I read previous post here. It seems some guys were in the same situation with me. Can somebody give me some suggestions about this? Thanks.


----------



## blackaltima (Feb 20, 2004)

That's new to me but could be alt.. i'm not sure but i'm sure some people will give you some advices on this forum soon and i hope nothing serious problem with your altima


----------



## KA24Tech (Feb 2, 2004)

It sounds like your starter, specifically the solenoid is going bad. I would pull the starter and have it bench tested. Also check the connections to the starter and the solenoid.
I hope this helps.

Troy


----------



## skylineawd (Dec 3, 2002)

Yeah if the car is not turning over the starter isn't working. You might check the connections between the starte and ignition or even power to the starter. If that still doesn't work it's either

Fuel, Compresion, or Ignition.

Let's throw out compression for now. You can check the fuel by pulling off the fuel line from the fuel filter and turn the car to on and pump it if fuel comes out the fuel pump is working fine, and I would assume the injectors ok. You can check the injectors by holding a screw driver (metal flat head part) to the injector while the car is running(problem 1) and put your ear at the end of the handle if you hear clicking they are working fine.

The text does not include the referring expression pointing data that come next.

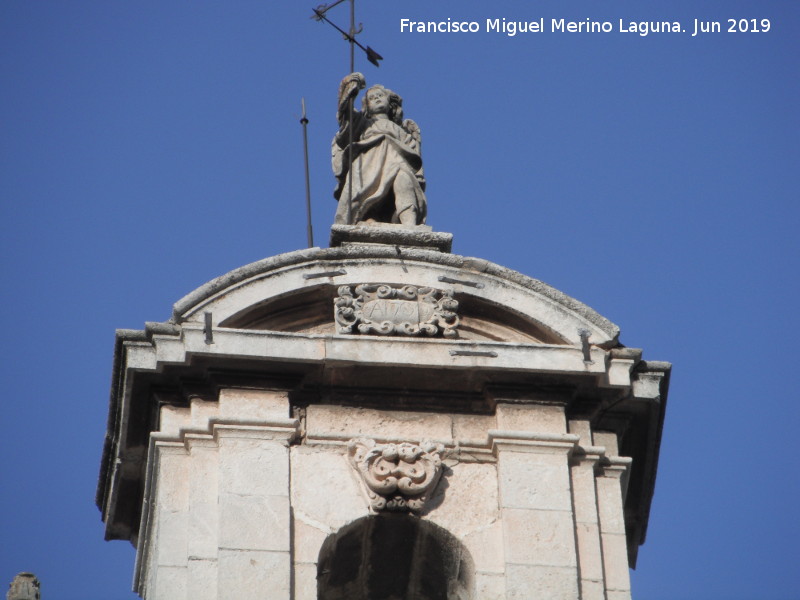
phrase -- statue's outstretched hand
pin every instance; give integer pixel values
(349, 88)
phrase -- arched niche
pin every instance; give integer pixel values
(394, 557)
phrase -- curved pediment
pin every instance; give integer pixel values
(296, 292)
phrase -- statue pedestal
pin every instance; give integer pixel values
(418, 236)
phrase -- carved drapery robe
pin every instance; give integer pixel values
(381, 150)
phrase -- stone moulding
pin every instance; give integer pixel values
(396, 310)
(397, 477)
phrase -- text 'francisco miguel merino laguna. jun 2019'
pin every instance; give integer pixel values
(642, 28)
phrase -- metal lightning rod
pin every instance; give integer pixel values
(372, 56)
(304, 123)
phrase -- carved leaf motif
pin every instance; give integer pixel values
(397, 476)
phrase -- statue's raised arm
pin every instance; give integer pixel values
(385, 182)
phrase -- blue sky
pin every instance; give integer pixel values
(148, 147)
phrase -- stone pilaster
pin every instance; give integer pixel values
(536, 507)
(612, 519)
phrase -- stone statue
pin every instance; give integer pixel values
(386, 182)
(24, 587)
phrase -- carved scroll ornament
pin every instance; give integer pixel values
(396, 310)
(397, 477)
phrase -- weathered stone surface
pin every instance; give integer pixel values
(532, 417)
(252, 575)
(465, 502)
(376, 157)
(203, 528)
(307, 539)
(244, 405)
(170, 582)
(254, 522)
(345, 422)
(420, 236)
(592, 590)
(486, 548)
(315, 469)
(615, 562)
(539, 537)
(539, 481)
(242, 484)
(202, 579)
(590, 556)
(524, 582)
(490, 586)
(24, 586)
(384, 309)
(253, 466)
(305, 581)
(397, 477)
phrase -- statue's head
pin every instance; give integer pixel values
(380, 99)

Ignition. This was my problem. My car wouldn't start but turned over. We replaced the spark plugs, and it worked fine, and then the next time I tried starting it no answer from the engine. So I went and bought new plug wires no fix. So we replaced the coil with an Accel coil and the car jumped right to life and ever since has run fine.

However it seems if the car isn't even turning over there has to be a starter issue.


----------